Egyptian Court Gives Final Ruling on ‘Baby Shenouda’ Case


Egyptian Court Gives Final Ruling on ‘Baby Shenouda’ Case

Photo credit: Coptic Solidarity

Egypt’s administrative court made a final ruling denying custody to the Shenouda adoptive family of the child, on Saturday, March 18, deciding that he would remain in state custody due to the court’s lack of jurisdiction.

Over the past year, the ‘Baby Shenouda’ case has caused much controversy in Egypt. A Coptic Christian couple found Shenouda inside a Cairo church when he was just a few days old and took him in, raising him as their own. Egyptian authorities took custody of Shenouda when DNA tests, carried out as a result of a family dispute over inheritance, showed he was not biologically related to the couple.

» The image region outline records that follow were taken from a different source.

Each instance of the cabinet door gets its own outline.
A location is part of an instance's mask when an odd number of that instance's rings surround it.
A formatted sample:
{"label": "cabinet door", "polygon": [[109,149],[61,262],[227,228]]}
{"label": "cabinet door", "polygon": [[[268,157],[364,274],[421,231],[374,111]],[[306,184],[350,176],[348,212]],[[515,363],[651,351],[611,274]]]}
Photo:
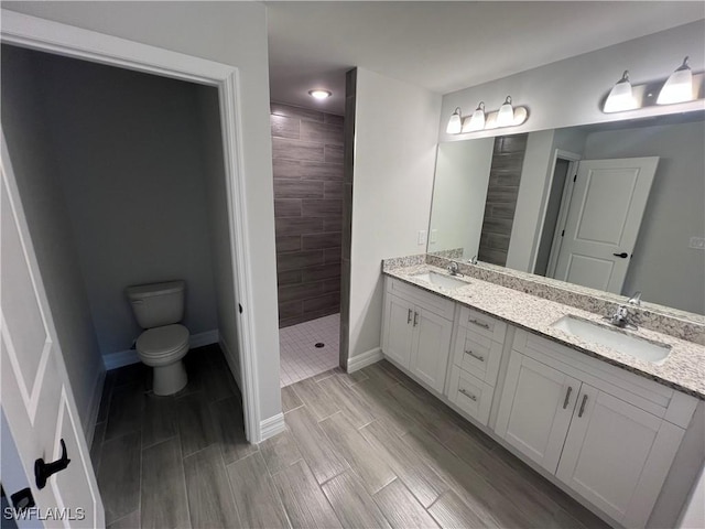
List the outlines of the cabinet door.
{"label": "cabinet door", "polygon": [[497,434],[555,474],[581,381],[512,352]]}
{"label": "cabinet door", "polygon": [[410,370],[433,389],[443,392],[453,322],[416,305],[412,325]]}
{"label": "cabinet door", "polygon": [[557,476],[627,527],[643,527],[683,430],[586,384]]}
{"label": "cabinet door", "polygon": [[409,369],[414,306],[412,303],[389,293],[384,300],[382,350],[400,366]]}

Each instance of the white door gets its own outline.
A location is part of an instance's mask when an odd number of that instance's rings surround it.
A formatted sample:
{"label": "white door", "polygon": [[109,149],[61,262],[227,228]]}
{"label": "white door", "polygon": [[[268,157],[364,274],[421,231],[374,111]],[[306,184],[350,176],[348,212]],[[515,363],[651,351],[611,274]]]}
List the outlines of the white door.
{"label": "white door", "polygon": [[384,303],[384,355],[409,369],[414,306],[401,298],[387,294]]}
{"label": "white door", "polygon": [[555,474],[581,381],[512,352],[496,432]]}
{"label": "white door", "polygon": [[553,277],[621,294],[658,156],[583,160]]}
{"label": "white door", "polygon": [[682,438],[682,429],[584,384],[556,475],[626,527],[643,527]]}
{"label": "white door", "polygon": [[[39,273],[18,187],[2,137],[0,406],[19,455],[2,465],[8,497],[31,486],[39,510],[20,527],[104,527],[105,514],[64,358]],[[3,432],[4,434],[8,432]],[[40,488],[37,458],[54,462],[65,442],[68,466]]]}
{"label": "white door", "polygon": [[410,370],[433,389],[443,392],[453,322],[416,306],[413,327]]}

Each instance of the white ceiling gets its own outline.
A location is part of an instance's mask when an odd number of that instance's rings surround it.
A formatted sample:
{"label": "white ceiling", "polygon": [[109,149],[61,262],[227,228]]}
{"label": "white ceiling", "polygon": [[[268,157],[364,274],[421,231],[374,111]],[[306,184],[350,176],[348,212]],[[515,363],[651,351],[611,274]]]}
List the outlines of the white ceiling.
{"label": "white ceiling", "polygon": [[265,4],[271,99],[334,114],[355,66],[447,94],[705,18],[703,1]]}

Then Shenouda was sent into an orphanage, renamed Youssef and assigned to the Islamic faith.

The Islamic faith is assigned by default to children who have no known lineage within the country, according to the Department of Civil Status in the Ministry of the Interior.

Furthermore, under Shari’a law, adoption is not permitted. It’s about nurturing a child, though. In 2021, Egypt’s Ministry of Social Solidarity implemented a decree giving foster parents the right to add their names to a foster child’s birth certificate.

Netizens raised their concerns online, some siding with Shenouda’s family, while others sided with the state arguing that a child should not be brought in without going through the proper official channels as in most countries.

Shenouda’s adoptive family intends to make another appeal to the court.